Wrongful death time limits and discovery rule considerations

Surviving family members in New Jersey have a right to pursue legal action if wrongful death is suspected. Since such a claim is considered a civil action, however, there are inherent time limits that normally determine how much time is allowed to pass before the right to file a claim expires. New Jersey’s wrongful death statute of limitations is two years from the date of the deceased person’s death.

In some cases, the time limit to file a wrongful death claim may begin at the point when the cause of the decedent’s death is discovered. What’s termed the “discovery rule” applies in situations where there is a need to determine if the decedent should have known or knew what caused their injury or illness prior to death. If this is the case, the limitations period may actually begin before the affected party passes.

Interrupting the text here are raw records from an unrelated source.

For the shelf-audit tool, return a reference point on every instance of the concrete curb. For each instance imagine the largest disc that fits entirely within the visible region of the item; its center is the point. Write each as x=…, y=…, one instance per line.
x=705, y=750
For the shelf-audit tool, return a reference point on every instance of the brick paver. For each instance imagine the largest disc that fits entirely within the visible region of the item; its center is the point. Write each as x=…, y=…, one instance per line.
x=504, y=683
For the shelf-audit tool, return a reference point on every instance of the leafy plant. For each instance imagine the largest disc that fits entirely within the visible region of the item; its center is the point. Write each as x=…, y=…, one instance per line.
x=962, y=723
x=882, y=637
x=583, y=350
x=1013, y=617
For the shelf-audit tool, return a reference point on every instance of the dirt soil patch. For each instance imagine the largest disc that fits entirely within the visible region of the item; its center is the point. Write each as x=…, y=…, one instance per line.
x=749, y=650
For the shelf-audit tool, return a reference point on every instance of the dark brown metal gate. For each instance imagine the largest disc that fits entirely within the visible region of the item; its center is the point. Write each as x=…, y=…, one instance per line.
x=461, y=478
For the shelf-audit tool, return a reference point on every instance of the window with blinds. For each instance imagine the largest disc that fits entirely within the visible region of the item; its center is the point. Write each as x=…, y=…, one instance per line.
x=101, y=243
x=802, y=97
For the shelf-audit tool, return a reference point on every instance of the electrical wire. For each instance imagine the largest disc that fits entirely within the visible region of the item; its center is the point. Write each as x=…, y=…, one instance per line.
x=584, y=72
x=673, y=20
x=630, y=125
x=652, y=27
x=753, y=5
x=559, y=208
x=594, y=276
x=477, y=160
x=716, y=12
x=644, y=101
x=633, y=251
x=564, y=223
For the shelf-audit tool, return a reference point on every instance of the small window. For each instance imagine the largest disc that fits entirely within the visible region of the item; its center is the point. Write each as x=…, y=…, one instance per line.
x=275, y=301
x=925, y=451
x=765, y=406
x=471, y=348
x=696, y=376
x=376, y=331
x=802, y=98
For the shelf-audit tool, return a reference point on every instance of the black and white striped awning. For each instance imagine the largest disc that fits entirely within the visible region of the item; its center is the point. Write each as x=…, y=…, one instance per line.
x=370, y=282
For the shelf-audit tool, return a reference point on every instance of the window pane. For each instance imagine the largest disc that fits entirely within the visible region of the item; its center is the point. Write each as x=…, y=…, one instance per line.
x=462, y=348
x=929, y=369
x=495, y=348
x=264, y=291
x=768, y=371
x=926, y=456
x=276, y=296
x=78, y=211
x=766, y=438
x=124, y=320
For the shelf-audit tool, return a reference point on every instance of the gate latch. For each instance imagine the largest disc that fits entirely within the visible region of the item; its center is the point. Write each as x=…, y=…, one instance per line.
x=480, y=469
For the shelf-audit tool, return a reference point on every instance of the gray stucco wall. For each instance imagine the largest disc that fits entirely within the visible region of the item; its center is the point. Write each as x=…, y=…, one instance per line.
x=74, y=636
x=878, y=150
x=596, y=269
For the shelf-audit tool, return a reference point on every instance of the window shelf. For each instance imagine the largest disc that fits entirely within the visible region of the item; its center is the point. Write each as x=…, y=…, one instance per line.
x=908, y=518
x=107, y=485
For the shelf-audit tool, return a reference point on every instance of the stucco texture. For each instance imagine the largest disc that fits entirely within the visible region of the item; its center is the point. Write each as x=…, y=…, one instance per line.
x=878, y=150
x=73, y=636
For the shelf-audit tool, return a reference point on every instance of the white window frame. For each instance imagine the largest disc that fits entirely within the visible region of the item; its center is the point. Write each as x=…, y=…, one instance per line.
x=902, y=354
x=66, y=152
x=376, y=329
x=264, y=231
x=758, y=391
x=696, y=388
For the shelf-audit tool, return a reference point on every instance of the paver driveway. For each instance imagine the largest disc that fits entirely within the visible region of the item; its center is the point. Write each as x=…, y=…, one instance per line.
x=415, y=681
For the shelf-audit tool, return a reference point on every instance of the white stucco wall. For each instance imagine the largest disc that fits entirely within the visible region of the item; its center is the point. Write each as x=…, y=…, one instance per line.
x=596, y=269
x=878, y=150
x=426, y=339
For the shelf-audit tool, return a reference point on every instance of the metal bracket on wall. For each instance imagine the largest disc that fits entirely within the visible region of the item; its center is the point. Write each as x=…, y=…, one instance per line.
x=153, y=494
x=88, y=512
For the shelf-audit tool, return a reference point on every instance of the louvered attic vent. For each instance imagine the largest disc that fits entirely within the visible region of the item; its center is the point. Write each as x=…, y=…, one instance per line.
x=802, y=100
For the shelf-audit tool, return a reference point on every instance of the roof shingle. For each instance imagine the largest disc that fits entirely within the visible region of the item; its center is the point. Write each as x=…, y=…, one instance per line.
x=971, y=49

If a personal injury action becomes a wrongful death action, statute of limitations restrictions that apply. This specifically applies to instances where the decedent either had no personal injury claim filed prior to their death or failed to initiate a claim within the applicable limitations period before passing away. With wrongful death actions related to product liability, some states begin the limitations period at the time of the decedent’s death regardless of whether or not the party pursuing litigation knew the circumstances involved with their loved one’s cause of death. The discovery rule would not apply to such lawsuits.

In situations when time runs out for a wrongful death claim to be filed, it may still be possible for survivors to seek appropriate compensation. There are three last resort options a lawyer may attempt to apply to a case when the statute of limitations has been reached. Delaying or suspending (tolling) the statute of limitations, for example, is often possible if a child wishes to file a wrongful death claim for a parent since the statute of limitations would not apply until the child turned eighteen. A lawyer may also attempt to either have limitations waived by the court or the opposing party.